My sons declare I have no taste because I listen to too many different kinds of music and read too many different kinds of books. But perhaps I just have eclectic tastes - I certainly remember seizing on that word "eclectic" when I first learned it, and deciding it sounded pleasingly vital and electrically bright - something I could at least aspire to, if never quite achieve. The problem of course, when I read in so many genres, is deciding which genre works best for filing the reviews of books I've read. And writing in many genres is a problem when I submit my books to publishers as well. What constitutes real life, and what is sci fi or fantasy? It romance if someone falls in love, and how much can I tell...?
Luckily I have a wonderful publisher for my novels - Second Wind Publishing. Divide by Zero sews a patchwork quilt of characters whose lives might be torn apart by crime in a small, quiet town. Then Infinite Sum, coming soon, paints pictures with a victim of that crime as she re-draws the boundaries of her life. The novels might probably count as real life stories... but there is a cat wandering through the pages with its promise of hope. Now what does that mean?
Anyway, enough about me and my books. Here are some book reviews of real life, sci fi and more. Grab your coffee cup. Fill it with your favorite brew. And enjoy. But please remember, I'm not qualified to rate the books - only the coffee. So the numbers are simply recommendations for the palate.
First is a very grounded tale of real life, mid-life, empty-nest refilling. Unexpecting by Lori Verni-Fogarsi deals unflinchingly with a perfect world gone awry. There's a pleasing blend of serious issues, complex introspection, and gentle humor in a tale where all the characters seem achingly real and nobody really means the hurts they cause. This is one to read with some sobering, dark, intense five-star coffee perhaps; but it's not all gloom, and the author's light touch might welcome some two-star lively coffee as well.
Killing Rush by John Calvin Hughes offers a similar blend of pathos, humor, and the tragedies of modern life. The language is harsh at times, perfectly suiting the characters, and there are depths of complex mystery and relationships hiding within these pages. A truly absorbing tale, this one merits a rich, elegant, complex four-star coffee as you read.

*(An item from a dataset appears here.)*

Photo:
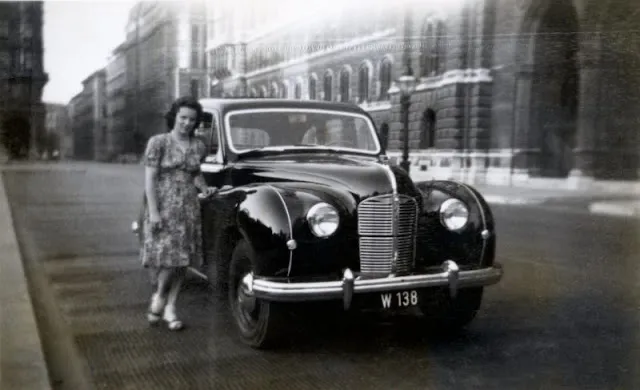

This next one starts in a very real world, but quickly moves to realms of horror - touches of middle-age Twilight tinged with faith and hope perhaps. Be Not Afraid by K. R. Morrison reminds me of Christian horror from Teric Darken. The protagonist infuses every terror with hope, prayer and conviction. But the world is darkening around her, and just maybe she's been chosen for a special need at his time of special fear. God doesn't protect from everything, but he does have a plan. Enjoy this tale with some intense, bold, dark five-star coffee.
Torii by Amanda Marie spends part of its time in a very recognizable real world too, but the rest is set in time-traveling myth and fantasy, as modern-day teens find perhaps they are not quite who they thought they were. Blend Twilight, Harry Potter, a touch of Tolkein, maybe even a thread of Ender's Game and you'll get the idea. It's a fairly slow read though, so have plenty of dark intense five-star coffee to hand.
Raven's Choice, by Harper Swan, has roots in the present day too, but branches far into the past as the source of modern neanderthal DNA is explored, and its consequences are maybe just hinted at. Raven, left without a spouse, has a choice to make about her future - a choice that might echo through the years. Well-researched, nicely told, but short, this is a tale that leaves much to come in future installments, but it's a cool beginning to enjoy with some well-balanced, smooth-flavored three-star coffee.
Stephen Zimmer's Heart of a Lion feels beautifully historical too, while offering delightful fantasy, filled with thrilling warfare, complex and believable societies, a great heroine, and a wonderful sense of threat and adventure. The novel tells a complete and satisfying story, while setting the stage for a complex drama to come. I, for one, am eagerly awaiting more! Enjoy with some rich, elegant, complex four-star coffee.
And finally, for something completely different, here's a thoroughly enjoyable collection of poetry, Colours of Poetry by AF Stewart. Beautifully organized, pleasingly lyrical, and crowned with a pleasing explanation of various different poetic forms (which blend so naturally in the author's writing), it's a step above the modern poetry book and a great one to read with some well-balanced, smooth, full-flavored three-star coffee.